Rebuzz, Rebuzz

Reminder: “buzz, buzz” was a shorthand I developed over a decade ago to remind people of Nikon’s lack of DX lenses. As I wrote at the time, I was going to be like a gnat flying around Nikon marketing’s head and unavoidable until they did something about it. Well, they didn’t do anything about it. So here we are in another decade and the gnat is still there. Buzz, buzz.

Nikon could have made the Zfc a full frame camera. I suspect they might eventually figure it out that they still should (calling it a Zf). The reason has to do with lenses (buzz, buzz). 

Here’s the current lens lineup that makes much sense with the Zfc (all effective focal lengths to push the point):

  • 42mm f/2.8
  • 60mm f/2
  • 75mm f/2.8 macro
  • 24-75mm f/3.5-6.3 VR
  • 28-210mm f/3.5-6.3 VR
  • 36-105mm f/4
  • 75-375mm f/4.5-6.3 VR

I suppose to be absolutely honest about what we’re getting, we should up those apertures by a stop, as the DX sensor is about a stop less capable than the FX sensor. 

But, yuck (buzz, buzz). No reasonable wide angle other than from the kit zoom. No wide angle zoom. Only some of the zooms have VR.

If Nikon really wants to sell Zfc bodies, it needs a 14mm (21mm effective), 16mm (24mm), 18mm (27mm), and 23mm (34.5mm) set of compact primes. 

The problem with “retro” is that to do it really right you need to get all of the advantages of nostalgia coupled with all the advantages of modern tech. The lack of sensor-based stabilization in the Zfc is a problem in that respect. The lack of lenses is another problem. 

This brings up my issue with where Nikon is: being last to mirrorless was always going to expose gaps that needed filling. The Zfc doesn’t effectively fill any of those gaps, it creates new ones, thus compounding Nikon’s problem. This is the reason why I wrote that I would have said “no” to the Zfc idea if I were in Nikon’s top management: it doesn’t really help them out of the problem they’re in, thus it becomes a distraction. 

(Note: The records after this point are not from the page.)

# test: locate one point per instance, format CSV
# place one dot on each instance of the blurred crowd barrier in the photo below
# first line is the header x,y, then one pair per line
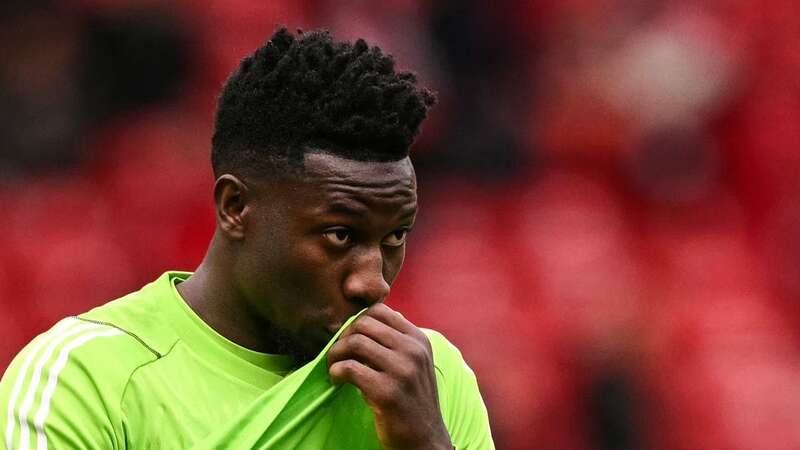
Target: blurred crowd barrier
x,y
609,227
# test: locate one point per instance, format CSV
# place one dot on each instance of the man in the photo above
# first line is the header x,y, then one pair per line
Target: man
x,y
261,346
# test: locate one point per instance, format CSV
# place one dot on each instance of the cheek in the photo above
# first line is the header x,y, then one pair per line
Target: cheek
x,y
392,263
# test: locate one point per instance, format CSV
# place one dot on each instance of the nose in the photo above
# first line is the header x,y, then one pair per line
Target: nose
x,y
365,284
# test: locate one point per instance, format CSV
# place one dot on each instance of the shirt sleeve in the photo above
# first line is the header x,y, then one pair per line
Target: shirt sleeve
x,y
63,389
462,406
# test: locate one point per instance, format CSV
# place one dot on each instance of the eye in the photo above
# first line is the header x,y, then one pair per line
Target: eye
x,y
338,236
396,238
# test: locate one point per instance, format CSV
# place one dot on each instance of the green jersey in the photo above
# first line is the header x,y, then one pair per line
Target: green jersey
x,y
144,371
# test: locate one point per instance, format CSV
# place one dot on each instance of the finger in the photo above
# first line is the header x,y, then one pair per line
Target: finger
x,y
392,318
353,372
362,349
376,330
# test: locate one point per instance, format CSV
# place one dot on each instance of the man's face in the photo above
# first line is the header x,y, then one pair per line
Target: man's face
x,y
322,245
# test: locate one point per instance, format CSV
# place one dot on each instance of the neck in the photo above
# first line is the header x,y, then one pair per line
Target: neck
x,y
212,294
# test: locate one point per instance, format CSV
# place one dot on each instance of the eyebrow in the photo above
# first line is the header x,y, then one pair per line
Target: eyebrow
x,y
344,208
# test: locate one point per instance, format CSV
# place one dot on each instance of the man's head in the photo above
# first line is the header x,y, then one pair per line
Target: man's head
x,y
314,191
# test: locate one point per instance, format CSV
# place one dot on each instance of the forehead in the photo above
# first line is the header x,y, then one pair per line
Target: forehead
x,y
336,184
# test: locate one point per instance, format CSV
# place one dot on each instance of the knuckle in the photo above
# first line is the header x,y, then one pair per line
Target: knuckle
x,y
358,343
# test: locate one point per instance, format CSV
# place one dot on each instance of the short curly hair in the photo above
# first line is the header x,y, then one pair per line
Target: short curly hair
x,y
307,92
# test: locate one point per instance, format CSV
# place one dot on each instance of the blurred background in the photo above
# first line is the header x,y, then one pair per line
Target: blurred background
x,y
609,228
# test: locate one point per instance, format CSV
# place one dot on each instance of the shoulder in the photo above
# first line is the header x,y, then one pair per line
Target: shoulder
x,y
460,400
69,379
141,315
446,357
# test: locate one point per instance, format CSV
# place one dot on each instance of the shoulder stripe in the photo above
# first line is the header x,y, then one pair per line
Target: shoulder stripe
x,y
36,346
27,403
52,381
99,322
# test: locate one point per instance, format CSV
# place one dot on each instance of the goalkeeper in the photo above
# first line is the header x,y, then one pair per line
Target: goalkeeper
x,y
280,339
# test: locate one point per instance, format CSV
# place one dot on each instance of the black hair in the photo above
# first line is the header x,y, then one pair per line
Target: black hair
x,y
307,92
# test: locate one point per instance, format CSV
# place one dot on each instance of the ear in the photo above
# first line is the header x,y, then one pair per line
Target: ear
x,y
230,198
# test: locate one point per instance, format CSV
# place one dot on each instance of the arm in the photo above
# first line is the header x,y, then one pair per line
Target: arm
x,y
462,406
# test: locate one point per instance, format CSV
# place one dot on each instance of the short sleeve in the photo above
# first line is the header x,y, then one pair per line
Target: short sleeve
x,y
462,406
63,389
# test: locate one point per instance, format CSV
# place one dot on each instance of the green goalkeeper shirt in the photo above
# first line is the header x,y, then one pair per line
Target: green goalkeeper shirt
x,y
145,372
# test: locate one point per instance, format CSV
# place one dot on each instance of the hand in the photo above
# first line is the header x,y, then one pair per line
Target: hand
x,y
390,360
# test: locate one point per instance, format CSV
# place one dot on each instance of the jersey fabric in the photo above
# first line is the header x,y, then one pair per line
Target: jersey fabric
x,y
145,372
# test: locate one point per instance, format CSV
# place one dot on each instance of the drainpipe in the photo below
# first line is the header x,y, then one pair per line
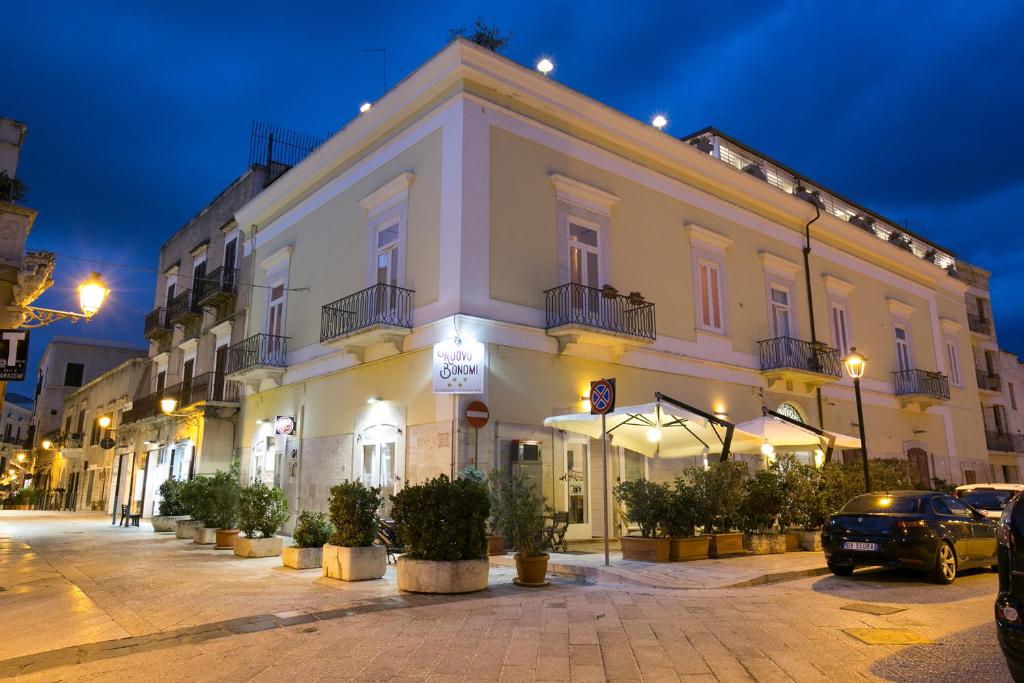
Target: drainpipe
x,y
810,294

Do me a favor: peruse all of Nikon’s marketing and promotion about the Zfc. Do you see anything that tells you why you should buy a Z50 versus why you should buy a Zfc and vice versa? Nope. Nikon’s own marketing department can’t tell you why this camera was necessary given that they already had a camera in that space. So now Nikon is stuck with marketing against itself, but failing to do that.